Todo um universo de linguagem, fatos e episódios desconhecido do cidadão comum sai das misteriosas e tediosas salas de audiência e ganha vida nas histórias desta coletânea. A lei e a Justiça são mostradas aqui no âmago da sua ferida, no que têm de dor e humor, de cacoete e de representação. Os personagens criados pelo escritor -- caricaturas de juízes, advogados, réus, funcionários, investigadores, delegados etc. -- São a expressão mesma dos vícios e paradoxos de um sistema fragilizado, quase falido na sua atuação nos seus duvidosos critérios de interpretação.
Os finais incompletos de todos os contos -- em que nada mais há para ser dito, em que perdura a interrogação, a demora, a inconclusão -- são a confirmação estética de que a Justiça não passa de impossibilidade -- impossibilidade de expressão e de realização.

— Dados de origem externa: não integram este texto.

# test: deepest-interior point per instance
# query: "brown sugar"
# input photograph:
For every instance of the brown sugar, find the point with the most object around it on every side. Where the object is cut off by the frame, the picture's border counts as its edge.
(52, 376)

Enquanto em Kafka o desfecho é, em qualquer caso, que somos fatalmente culpados e condenados à morte, à qual todas as criaturas são condenadas, na literatura de Luís Francisco Carvalho Filho -- e eis aí mais um aspecto da importância histórico-literária de seu texto -- estamos, a maioria de nós, brasileiros, condenados não apenas à morte fatal. A nossa condenação tem o agravante da desigualdade, da insensibilidade, da corrupção da falta de inteligência -- estamos condenados ao nada, ao silêncio aterrador da falta de possibilidade.
Marilene Felinto
[Orelha/introdução de Marilene Felinto para o livro de contos de Luís Francisco Carvalho Filho. Concisa e perspicaz análise desse livro interessantíssimo, que mira numa linguagem sintética, na forma de esquetes/cenas (com direito à rubricas introdutórias) o "drama" da justiça, com a formalidade de um discurso revelador dos julgamentos que mira contradições do Brasil contemporâneo.]